Robert mentioned on Discord recently that Compound is decentralized to “ensure that the protocol can run for 100 years”. That’s the future I want to see, and I believe we need to engineer a more robust system so that we can realize that dream. We are lucky that the recent bug was only around COMP distribution. It could have been much worse, and the story would have been that Compound is decentralized which caused the protocol to only last for 3 years. Let’s learn from this and ensure our future is the former and not the latter.

7 Likes

Related thread:
More Rigorous Process On Reviewing Large Code Changes (RE: Comp Bug 9/29/21) - Governance Process - Compound Community Forum

Additional ideas:

  • Test env
  • Proposal simulation on real data
  • Extra audit incentivization
  • Greater test coverage
  • More granular changes
  • Formal verification
4 Likes

Rollback capability would generally increase the complexity of an upgrade, sometimes non-trivially. However I still think we should push for this wherever possible.

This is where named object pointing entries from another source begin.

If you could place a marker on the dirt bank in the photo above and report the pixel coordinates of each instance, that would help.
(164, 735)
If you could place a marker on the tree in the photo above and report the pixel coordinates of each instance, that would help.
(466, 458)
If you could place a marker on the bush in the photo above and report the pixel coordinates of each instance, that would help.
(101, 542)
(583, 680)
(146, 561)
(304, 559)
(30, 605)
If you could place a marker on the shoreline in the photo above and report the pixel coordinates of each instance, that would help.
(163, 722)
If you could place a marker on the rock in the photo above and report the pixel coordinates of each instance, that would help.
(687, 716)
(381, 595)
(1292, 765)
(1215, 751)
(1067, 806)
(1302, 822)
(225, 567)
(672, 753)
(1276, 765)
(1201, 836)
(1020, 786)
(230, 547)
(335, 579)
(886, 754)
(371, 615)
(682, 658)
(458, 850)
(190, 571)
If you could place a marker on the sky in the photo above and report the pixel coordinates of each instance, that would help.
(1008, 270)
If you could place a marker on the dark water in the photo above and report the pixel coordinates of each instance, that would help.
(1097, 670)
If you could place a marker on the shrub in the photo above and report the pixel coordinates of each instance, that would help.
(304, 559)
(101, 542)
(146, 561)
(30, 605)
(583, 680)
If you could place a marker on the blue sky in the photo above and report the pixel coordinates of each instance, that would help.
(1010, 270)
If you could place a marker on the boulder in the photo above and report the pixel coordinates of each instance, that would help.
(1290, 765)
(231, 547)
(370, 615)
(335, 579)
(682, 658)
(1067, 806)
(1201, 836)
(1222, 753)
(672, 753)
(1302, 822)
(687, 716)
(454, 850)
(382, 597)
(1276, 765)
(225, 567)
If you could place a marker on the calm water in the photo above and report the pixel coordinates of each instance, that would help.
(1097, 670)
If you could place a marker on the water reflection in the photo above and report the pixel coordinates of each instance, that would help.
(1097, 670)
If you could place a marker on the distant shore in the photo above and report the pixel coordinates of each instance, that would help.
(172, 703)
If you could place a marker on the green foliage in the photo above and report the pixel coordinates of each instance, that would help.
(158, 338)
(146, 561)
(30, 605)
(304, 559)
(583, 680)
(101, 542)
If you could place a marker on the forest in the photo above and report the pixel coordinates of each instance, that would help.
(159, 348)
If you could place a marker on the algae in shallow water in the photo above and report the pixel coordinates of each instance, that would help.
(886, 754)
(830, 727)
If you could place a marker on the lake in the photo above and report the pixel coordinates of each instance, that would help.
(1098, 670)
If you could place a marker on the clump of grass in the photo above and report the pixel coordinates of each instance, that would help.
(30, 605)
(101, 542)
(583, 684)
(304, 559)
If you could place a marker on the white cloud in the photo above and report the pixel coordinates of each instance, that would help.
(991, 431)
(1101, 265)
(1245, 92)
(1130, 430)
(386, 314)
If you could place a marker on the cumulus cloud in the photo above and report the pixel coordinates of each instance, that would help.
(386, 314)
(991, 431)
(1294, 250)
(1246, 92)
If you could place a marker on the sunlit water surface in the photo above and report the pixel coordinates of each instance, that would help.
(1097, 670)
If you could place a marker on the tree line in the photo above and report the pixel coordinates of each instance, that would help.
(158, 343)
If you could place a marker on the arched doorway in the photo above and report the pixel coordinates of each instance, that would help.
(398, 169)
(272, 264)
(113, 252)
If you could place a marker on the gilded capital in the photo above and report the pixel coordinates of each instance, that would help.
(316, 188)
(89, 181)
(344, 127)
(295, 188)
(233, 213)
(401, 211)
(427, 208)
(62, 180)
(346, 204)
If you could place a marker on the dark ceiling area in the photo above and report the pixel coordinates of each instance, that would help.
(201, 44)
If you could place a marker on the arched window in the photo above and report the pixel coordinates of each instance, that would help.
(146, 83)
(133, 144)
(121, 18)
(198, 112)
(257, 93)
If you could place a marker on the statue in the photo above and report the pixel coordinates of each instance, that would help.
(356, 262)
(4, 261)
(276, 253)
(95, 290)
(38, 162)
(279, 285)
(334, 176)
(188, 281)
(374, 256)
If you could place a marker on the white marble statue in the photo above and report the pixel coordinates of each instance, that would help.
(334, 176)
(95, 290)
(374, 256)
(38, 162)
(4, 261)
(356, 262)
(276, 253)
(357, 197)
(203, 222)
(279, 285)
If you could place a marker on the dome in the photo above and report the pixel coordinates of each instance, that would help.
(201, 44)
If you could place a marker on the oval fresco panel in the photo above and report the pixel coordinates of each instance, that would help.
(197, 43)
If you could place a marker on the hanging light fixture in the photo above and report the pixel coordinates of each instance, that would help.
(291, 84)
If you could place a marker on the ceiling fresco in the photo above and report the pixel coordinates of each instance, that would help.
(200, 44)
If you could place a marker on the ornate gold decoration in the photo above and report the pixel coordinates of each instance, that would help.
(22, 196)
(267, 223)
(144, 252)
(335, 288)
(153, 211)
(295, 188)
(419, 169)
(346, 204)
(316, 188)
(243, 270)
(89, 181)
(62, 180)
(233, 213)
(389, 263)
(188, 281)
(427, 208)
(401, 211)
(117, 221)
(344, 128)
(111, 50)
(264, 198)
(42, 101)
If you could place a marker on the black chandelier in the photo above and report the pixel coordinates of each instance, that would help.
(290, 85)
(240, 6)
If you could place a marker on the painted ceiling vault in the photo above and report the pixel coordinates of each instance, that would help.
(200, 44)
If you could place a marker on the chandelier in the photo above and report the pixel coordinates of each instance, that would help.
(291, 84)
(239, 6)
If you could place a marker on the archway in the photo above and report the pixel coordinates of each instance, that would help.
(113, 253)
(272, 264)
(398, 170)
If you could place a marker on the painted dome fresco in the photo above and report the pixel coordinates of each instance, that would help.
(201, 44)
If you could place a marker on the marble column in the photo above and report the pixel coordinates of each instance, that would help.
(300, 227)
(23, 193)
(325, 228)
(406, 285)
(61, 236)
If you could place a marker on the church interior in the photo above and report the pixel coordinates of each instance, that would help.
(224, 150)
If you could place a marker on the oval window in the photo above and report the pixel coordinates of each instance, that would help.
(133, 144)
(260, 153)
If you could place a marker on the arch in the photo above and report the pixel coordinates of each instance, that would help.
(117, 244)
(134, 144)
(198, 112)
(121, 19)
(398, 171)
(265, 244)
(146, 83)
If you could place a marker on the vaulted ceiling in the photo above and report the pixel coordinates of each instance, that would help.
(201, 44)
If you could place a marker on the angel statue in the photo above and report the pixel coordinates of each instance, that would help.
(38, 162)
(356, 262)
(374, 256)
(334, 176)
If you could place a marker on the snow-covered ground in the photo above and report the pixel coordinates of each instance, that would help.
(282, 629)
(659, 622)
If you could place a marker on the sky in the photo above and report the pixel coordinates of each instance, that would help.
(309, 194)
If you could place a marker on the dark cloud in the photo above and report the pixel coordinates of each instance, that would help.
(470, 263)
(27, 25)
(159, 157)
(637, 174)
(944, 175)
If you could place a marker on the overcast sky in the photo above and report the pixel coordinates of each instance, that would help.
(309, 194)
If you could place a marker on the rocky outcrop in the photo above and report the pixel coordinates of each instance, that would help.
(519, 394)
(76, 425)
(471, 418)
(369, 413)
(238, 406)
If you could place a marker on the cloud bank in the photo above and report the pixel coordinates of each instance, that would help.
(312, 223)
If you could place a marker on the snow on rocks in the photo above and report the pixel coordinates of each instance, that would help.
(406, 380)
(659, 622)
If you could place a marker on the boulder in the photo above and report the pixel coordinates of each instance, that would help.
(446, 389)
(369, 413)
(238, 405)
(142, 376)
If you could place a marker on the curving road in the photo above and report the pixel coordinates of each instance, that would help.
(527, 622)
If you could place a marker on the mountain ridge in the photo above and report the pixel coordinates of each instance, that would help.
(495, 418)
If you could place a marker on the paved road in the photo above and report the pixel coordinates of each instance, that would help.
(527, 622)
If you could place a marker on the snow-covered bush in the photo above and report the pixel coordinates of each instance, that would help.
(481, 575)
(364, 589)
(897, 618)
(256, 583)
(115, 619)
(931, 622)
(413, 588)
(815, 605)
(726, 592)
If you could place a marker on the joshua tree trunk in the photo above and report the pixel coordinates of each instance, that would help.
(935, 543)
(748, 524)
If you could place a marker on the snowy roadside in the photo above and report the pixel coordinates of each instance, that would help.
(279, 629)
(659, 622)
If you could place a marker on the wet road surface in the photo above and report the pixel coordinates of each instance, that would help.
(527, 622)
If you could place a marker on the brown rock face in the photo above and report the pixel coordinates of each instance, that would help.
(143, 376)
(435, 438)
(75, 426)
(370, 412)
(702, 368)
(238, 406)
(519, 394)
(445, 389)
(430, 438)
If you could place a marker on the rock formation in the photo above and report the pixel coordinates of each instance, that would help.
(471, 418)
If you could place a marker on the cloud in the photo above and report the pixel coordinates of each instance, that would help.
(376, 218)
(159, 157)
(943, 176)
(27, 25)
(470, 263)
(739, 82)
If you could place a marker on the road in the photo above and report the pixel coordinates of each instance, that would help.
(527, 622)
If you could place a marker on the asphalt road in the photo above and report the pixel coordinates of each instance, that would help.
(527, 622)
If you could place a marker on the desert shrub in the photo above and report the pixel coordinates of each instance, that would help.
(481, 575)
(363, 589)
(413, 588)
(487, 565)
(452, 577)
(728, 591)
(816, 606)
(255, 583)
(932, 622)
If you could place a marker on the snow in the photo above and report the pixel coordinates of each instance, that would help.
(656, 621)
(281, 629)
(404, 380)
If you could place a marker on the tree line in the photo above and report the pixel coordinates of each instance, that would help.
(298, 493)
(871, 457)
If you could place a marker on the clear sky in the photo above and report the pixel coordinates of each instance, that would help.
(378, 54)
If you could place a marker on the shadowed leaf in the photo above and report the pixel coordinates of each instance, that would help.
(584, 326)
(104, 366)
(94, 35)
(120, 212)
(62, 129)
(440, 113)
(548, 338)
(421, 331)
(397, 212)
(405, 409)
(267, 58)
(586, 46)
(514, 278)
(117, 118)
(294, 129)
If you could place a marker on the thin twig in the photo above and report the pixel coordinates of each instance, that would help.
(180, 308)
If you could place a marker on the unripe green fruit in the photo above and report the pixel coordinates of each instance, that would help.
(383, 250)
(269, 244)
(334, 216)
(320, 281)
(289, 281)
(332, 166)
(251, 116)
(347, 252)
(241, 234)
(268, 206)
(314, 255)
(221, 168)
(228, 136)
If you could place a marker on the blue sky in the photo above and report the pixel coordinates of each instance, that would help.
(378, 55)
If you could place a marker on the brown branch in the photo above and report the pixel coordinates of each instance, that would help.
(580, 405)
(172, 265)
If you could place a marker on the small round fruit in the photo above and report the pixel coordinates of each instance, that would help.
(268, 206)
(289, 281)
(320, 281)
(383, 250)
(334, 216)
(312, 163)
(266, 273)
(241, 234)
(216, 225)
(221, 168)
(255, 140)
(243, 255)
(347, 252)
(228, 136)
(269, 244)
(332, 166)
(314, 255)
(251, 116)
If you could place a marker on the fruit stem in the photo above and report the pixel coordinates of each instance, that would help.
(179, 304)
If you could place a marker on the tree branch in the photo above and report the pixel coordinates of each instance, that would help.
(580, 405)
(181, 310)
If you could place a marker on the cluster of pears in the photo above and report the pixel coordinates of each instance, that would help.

I feel pausability is also a critical mitigation step that could have completely prevented this issue. Adding it in the right places is a must in my opinion, especially on the COMP distribution which is extra functionality not core to the protocol.

2 Likes

Agree that rollback capabilities would increase complexity. Perhaps the first step is to create a quicker deployment process (more votes required than normal) without restricting the change to rollbacks. Seems like this thread is suggesting the same.

I also think that adding distributeSupplierComp, distributeBorrowerComp, and claimComp to the set of functions that the existing Pause Guardian can control is the simplest and low risk change we can make right now to protect ourselves from future bugs related to COMP distributions. If others agree, I can put a PR together.